Need help for a python script to extract information from a list of files and write into a log file

Hi everyone, I am new to Python and need help to make a script for the task. I am running a modified Autodock program and need to compile the results.

I have a folder that contain hundreds of *.pdbqt files named “compound_1.pdbqt”, “compound_2.pdbqt”, .etc.

Each file have a structure like this:

MODEL 1
REMARK minimizedAffinity -7.11687565
REMARK CNNscore 0.573647082
REMARK CNNaffinity 5.82644749
REMARK  11 active torsions:
#Lots of text here
MODEL 2
REMARK minimizedAffinity -6.61898327
REMARK CNNscore 0.55260396
REMARK CNNaffinity 5.86855984
REMARK  11 active torsions:
#Lots of text here
#Repeat with 10 to 20 models

I want to use a python (using Python 3) script to exact the “MODEL”, “minimizedAffinity”, “CNNscore”, and “CNNaffinity” of each and every compound in the folder into a delimited text file that look like this:

Compound Model minimizedAffinity CNNscore CNNaffinity 
1 1 -7.11687565 0.573647082 5.82644749
1 2 -6.61898327 0.55260396 5.86855984

Currently I am stuck at this script

#! /usr/bin/env python

import sys
import glob

files = glob.glob('**/*.pdbqt', 
                   recursive = True)
for file in files:
    word1 = 'MODEL'
    word2 = 'minimizedAffinity'
    word3 = 'CNNscore'
    word4 = 'CNNaffinity'
    print(file)
    with open(file) as fp:
        # read all lines in a list
        lines = fp.readlines()
        for line in lines:
        # check if string present on a current line
            if line.find(word1) != -1:
                print('Line:', line)
            if line.find(word2) != -1:
                print('Line:', line)
            if line.find(word3) != -1:
                print('Line:', line)
            if line.find(word4) != -1:
                print('Line:', line)

Really appreciate any help.

Thank you very much.

Okay, so what do you imagine are the logical steps required to solve the problem? Where exactly are you getting stuck? It seems like you already tried to write code to find all the files, open each one, look at the lines, and see whether they match certain patterns. Right? Then - what do you suppose is the next step? For example, suppose the code is going through one of the files, and it finds a line that includes the 'MODEL' text. What should happen next?

1 Like

Thank you very much.

What I have in mind is to extract the numerical value after the MODEL or 'minimizedAffinity' or etc strings, also I need to extract the file_name value from file_name.pdbqt, then arrange then into space delimited rows. I don’t know what is the necessary code for these steps… Afterward export all into a text file.

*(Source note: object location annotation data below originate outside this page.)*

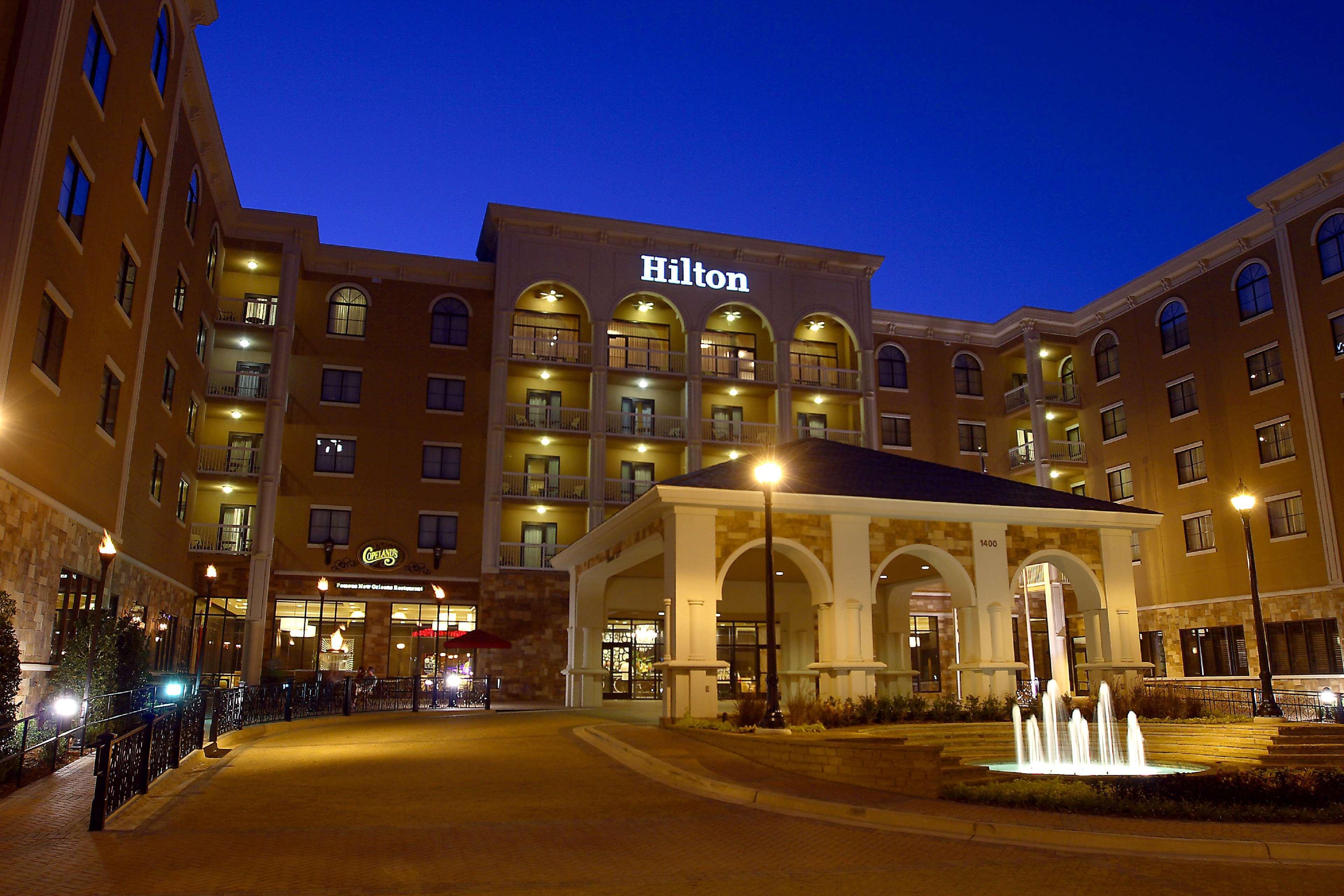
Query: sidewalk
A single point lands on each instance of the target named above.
(689, 763)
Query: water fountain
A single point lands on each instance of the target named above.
(1059, 746)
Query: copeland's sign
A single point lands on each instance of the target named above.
(680, 272)
(382, 555)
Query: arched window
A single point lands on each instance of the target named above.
(448, 323)
(968, 375)
(346, 312)
(1330, 244)
(891, 367)
(163, 49)
(1175, 327)
(193, 201)
(1253, 290)
(1107, 354)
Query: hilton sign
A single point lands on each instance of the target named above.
(683, 273)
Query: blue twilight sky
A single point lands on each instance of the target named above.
(998, 156)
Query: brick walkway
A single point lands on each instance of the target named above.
(515, 804)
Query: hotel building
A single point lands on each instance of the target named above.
(214, 385)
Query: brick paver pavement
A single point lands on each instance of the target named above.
(515, 804)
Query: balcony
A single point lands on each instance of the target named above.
(646, 426)
(544, 485)
(749, 370)
(652, 360)
(211, 538)
(627, 491)
(738, 433)
(550, 350)
(848, 437)
(824, 377)
(1061, 452)
(544, 417)
(253, 311)
(236, 385)
(229, 460)
(515, 555)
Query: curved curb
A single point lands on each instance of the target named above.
(1007, 835)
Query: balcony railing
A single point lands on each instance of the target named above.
(546, 485)
(211, 538)
(823, 377)
(544, 417)
(738, 432)
(737, 369)
(655, 360)
(650, 426)
(226, 458)
(848, 437)
(555, 351)
(627, 491)
(515, 555)
(256, 311)
(234, 385)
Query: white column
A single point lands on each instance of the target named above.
(268, 488)
(690, 585)
(847, 662)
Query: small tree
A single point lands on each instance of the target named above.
(10, 671)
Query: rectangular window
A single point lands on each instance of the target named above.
(445, 394)
(144, 168)
(108, 402)
(1182, 399)
(896, 432)
(97, 62)
(183, 491)
(342, 386)
(972, 437)
(51, 339)
(75, 195)
(1113, 422)
(1265, 369)
(127, 281)
(179, 296)
(1190, 464)
(439, 530)
(156, 477)
(326, 523)
(170, 383)
(1287, 516)
(335, 456)
(1121, 484)
(1219, 652)
(1199, 532)
(1276, 441)
(441, 463)
(1304, 648)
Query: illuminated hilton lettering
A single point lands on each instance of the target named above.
(680, 272)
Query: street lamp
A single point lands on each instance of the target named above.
(107, 554)
(211, 574)
(768, 475)
(1244, 502)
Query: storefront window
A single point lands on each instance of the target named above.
(334, 626)
(421, 639)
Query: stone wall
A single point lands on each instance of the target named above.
(881, 763)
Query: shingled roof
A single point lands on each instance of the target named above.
(820, 467)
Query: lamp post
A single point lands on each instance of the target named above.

I’d suggest reading the file line by line and using .split to split each of them on whitespace:

>>> line = 'REMARK minimizedAffinity -7.11687565\n' # An example line.
>>> fields = line.split()
>>> print(fields)
['REMARK', 'minimizedAffinity', '-7.11687565']
>>>

Keep track of which values you’ve collected (minimizedAffinity, minimizedAffinity, minimizedAffinity), or just counting them, and when you’ve got all of them (all 3), write another row to the output file.

1 Like

Could be something like this, I guess


import glob

COMPOUND = 'Compound'
MODEL = 'MODEL'
MINIMIZED_AFFINITY = 'minimizedAffinity'
CNN_SCORE = 'CNNscore'
CNN_AFFINITY = 'REMARK CNNaffinity'
REMARK_MINIMIZED_AFFINITY = 'REMARK minimizedAffinity'
REMARK_CNN_AFFINITY = 'REMARK CNNaffinity'
REMARK_SCORE = 'REMARK CNNscore'


def dump_to(outfile, *args):
    """Write to `outfile` the arguments separated by tabs"""
    outfile.write(
        '\t'.join(args)
    )
    outfile.write('\n')


with open('output.txt', 'w', encoding='utf=8') as outfile:
    outfile.write(
        f'{COMPOUND}\t{MODEL}\t{MINIMIZED_AFFINITY}'
        f'\t{CNN_SCORE}\t{CNN_AFFINITY}\n'
    )
    files = glob.glob('./*.pdbqt', recursive=True)
    for file in files:
        compound = file.split('_')[1].split('.')[0]
        print(file)
        with open(file, 'r', encoding='utf-8') as fp:
            model: int | None = None
            minimized_affinity: int | None = None
            cnn_score: int | None = None
            cnn_affinity: int | None = None
            for line in fp:
                line = line.strip()
            # check if string present on a current line
                if line.startswith(REMARK_CNN_AFFINITY):
                    cnn_affinity = line.split(' ')[2]
                elif line.startswith(REMARK_SCORE):
                    cnn_score = line.split(' ')[2]
                elif line.startswith(REMARK_MINIMIZED_AFFINITY):
                    minimized_affinity = line.split(' ')[2]
                elif line.startswith(MODEL):
                    if model is not None:
                        dump_to(
                            outfile,
                            compound,
                            model,
                            minimized_affinity,
                            cnn_score,
                            cnn_affinity
                        )
                    model = line.split(' ')[1]
            dump_to(
                outfile,
                compound,
                model,
                minimized_affinity,
                cnn_score,
                cnn_affinity
            )

1 Like

Thanks for everyone input.

This is the script I have come up with:

import sys
import glob
import re
import os
word1 = 'MODEL'
word2 = 'minimizedAffinity'
word3 = 'CNNscore'
word4 = 'CNNaffinity'
files = glob.glob('**/*.pdbqt', 
                   recursive = True)
print('Compound', 'MODEL' , 'minimizedAffinity', 'CNNscore' ,'CNNaffinity', sep='\t')
for file in files:
    with open(file) as fp:
        # read all lines in a list
        lines = fp.readlines()
        for line in lines:
        # check if string present on a current line
            match1 = re.search('MODEL (.+)', line)
            match2 = re.search('minimizedAffinity (.+)', line)
            match3 = re.search('CNNscore (.+)', line)
            match4 = re.search('CNNaffinity (.+)', line)
            if match1:
                print (os.path.splitext(file)[0], end='\t')
                print (match1.group(1), end='\t')
            if match2:
                print (match2.group(1), end='\t')
            if match3:
                print (match3.group(1), end='\t')
            if match4:
                print (match4.group(1))